Bir bıçakla çizilmiş gibi görünüyordu ama herhangi bir çizik de olabilirdi.

 

İçimden geçirdiğim cümleyi dile getirerek "Herhangi bir çizik de olabilir." dedim.

 

"Sanmam." dedi Çınar. Ben elimi çiziğin üstünde gezdirirken Çınar olduğu yerde sessizce durdu. Bakışları çiziğin üstünde kilitli kalmıştı.

 

Bir süre sonra hızla bana dönünce afallasam da ona bakarak dediği şeye odaklandım.

 

"Bekle beni hemen geleceğim." dedi ve yanımdan uzaklaştı. Omzumdan ona bakarak nereye gittiğini gördüm. Yukarı çıkıyordu. Nereye gittiğini çok merak ediyordum.

 

Biraz yukarıya baktığım da bir kamera gördüm. İçimden söylendim kameralara. Ne diye kapatıyorlar ki sizi? Sonra aklıma Melek geldi. Onun da ölü bulunduğu yerde çalışan kameralar biri tarafından kapatılmıştı.

 

Ve ben bundan artık emindim. Benim kuzenimi Bela öldürmüştü...

 

5 dakika kadar sonra gelen Çınar'ın elinde ki bıçağı görünce kaşlarımı çatarak "Nerden buldun onu?" diye sordum.

 

Yanıma gelince durdu ve "Holding'in arka tarafında bir tane dükkan vardı. Ivır zıvır satan. Ordan aldım."

 

Gülerek "Kaç lira şu bir adet bıçak?"

 

Elinde ki bıçağı kaldırıp bana göstererek alayla konuştu "Şu bir adet bıçak 35 lira." dedi. Sonra tekrar konuştu. "Hayır yani ıvır zıvırcı burası marka bir yer de değil. Ne diye bir bıçak 35 lira olur?" dedi.

 

Bu dediğine daha çok güldüm ve "Devir ekonomi devri Komiserim." dedim. Sonra ise asıl soruyu sordum:

 

"Sen onu geç, bu bıçağı ne yapacaksın?" dedim.

 

Sonra bana döndü ve "Bunu yapacağım." deyip bıçağın keskin ucuyla sertçe duvarda ki çiziğin yanını çizdi.

 

"Çınar, ne yapıyorsun? Niye çizdin!?" dedim şaşkınlıkla.

 

Rahat bir şekilde bıçağı yere attı ve bana döndü tekrar.

 

"İki bıçak izini karşılaştıracağım."

 

Olduğu yerde biraz eğildi ve yüzünü duvara yaklaştırıp yan yana duran iki çiziğe baktı.

 

Çizikler incelik açısından birbirinin tıpkısıydı.

 

Genelde bazı bıçakların kalınlığı ve inceliği farkettiği için bıraktıkları izler de farkederdi.

 

Çınar da bunu esas alarak birnevi bir deney yapmıştı. Ve deneyin sonucuna varacak olursak elde ettiğimiz bilgi şuydu;

 

Bela, büyük bir mutfak bıçağıyla işini görmüştü.

 

Aslında bu bilgi fazla işimize yaramazdı ama en azından otoparkta veya dışarıda, bu çevrede bulunan çöp konteynerlerini inceleyerek Bela'nın kullandığı bıçağı bulabilirdik.

 

"Eğer bu cesedi Bela öldürdüyse ve aynı zaman da benim kuzenimi öldüren de oysa, belki Melek'in öldüğü yerin çevresinde de böyle bir çizik vardır." dedim Çınar'a dönerek.

 

"Burdan çıktıktan sonra oraya da gidip bakalım o zaman.
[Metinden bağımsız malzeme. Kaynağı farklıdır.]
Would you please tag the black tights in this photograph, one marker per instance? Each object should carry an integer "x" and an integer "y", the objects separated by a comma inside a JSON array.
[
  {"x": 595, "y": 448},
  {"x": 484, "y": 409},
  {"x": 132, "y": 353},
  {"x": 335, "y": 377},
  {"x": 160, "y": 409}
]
Yavaş yavaş bir şeylere ulaşıyor gibiyiz." dedi.

 

Evet.

 

Yavaş yavaş, adım adım Bela'ya yaklaşıyorduk. Ve yaklaşmaya da devam edecektik. Onu bulana dek...

 

Çalan telefonumu arka cebimden çıkarıp elime aldım ve arayan kişiye baktığımda bir an afalladım.

 

Gizli Numara arıyor...

 

Birisi beni gizli numaradan arıyordu. Birkaç saniye beklettikten sonra açtım ve kulağıma dayadım.

 

"Alo?"

 

"Bulunduğun otoparkta siyah Mercedes'i bul Komiser."

 

Duyduğum bu kalın ses ve o sesten gelen cümle beni şoka uğratmıştı.

 

Birisi benle oyun oynuyordu.

 

Ama kim?

 

Ben cevap dahi veremeden kapandı telefon. Tekrar aradım fakat aradığınız kişiye şu anda ulaşılamıyor sesiyle direkt kapadım telefonu.

 

"Kimdi o Başak? Ne oluyor?"

 

Bulunduğun otoparkta siyah Mercedes'i bul Komiser.

Siyah Mercedes.

 

"Başak?" diyen Çınar'ın sorusunu cevaplamadan direkt "Etrafta ki bütün arabalara bak ve bana siyah Mercedes bul." dedim ve yanından uzaklaşarak bütün arabaları sırayla incelemeye başladım.

 

Arkamdan gelen Çınar, hala bir anlam verememişti olanlara ama açıklamak yerine o arabayı bulmayı istiyordum.

 

"Başak ne Mercedes'i ne diyorsun. Kim aradı seni anlatsana bir ya!?"

 

"Çınar birazdan anlatacağım ama ilk önce şu Mercedes'i bulalım."

 

Ben böyle dedikten sonra o da pes etti ve arabayı aramaya başladı.

 

Bir sürü araba vardı burada. Hangi birine bakacaktım.

 

Biri benimle büyük bir oyun oynuyordu. Şantaj.

 

Daha önce hiç böyle bir şeye maruz kalmamıştım. İlk defa başıma böyle bir şey geliyor olması ve sorgulamadan karşı tarafın dediğini yapmam ne kadar doğru ya da ne kadar güvenliydi bilmiyordum bile.

 

Karşı tarafta ki arabalara baktığım da gözlerim 18 plakalı siyah Mercedes'te durdu.

 

"Çınar! Galiba buldum." diye Çınar'a seslendim ve o da hızlıca yanıma geldi. Baktığım yere baktı ve arabayı gördü. Sonra arabanın yanına gitti ve etrafında dolaştı. Arabanın bagaj kısmına geldiğinde duraksadı ve olduğu yerde çömeldi. Daha fazla orda durarak izlemedim v hızla ben de yanına gittim. Çınar'ın elinde ki kağıt her şeyi açıklıyordu.

 

"Açsana." dedim Çınar'a. O da bunu dememi bekliyormuş gibi anında açtı ve önce kendisi okudu içinde yazanı. Sonra ağır bir hareketle kağıdı bana çevirdi ve görüş hizama soktu.

 

"Sinir, ardından öfkeyi getirir,

Öfke, ardından nefreti getirir,

Ve nefret, ardından ihaneti getirir.

Peki sen, sana ihanet edeni öğrenmek ister misin Komiser? O zaman beni takip et."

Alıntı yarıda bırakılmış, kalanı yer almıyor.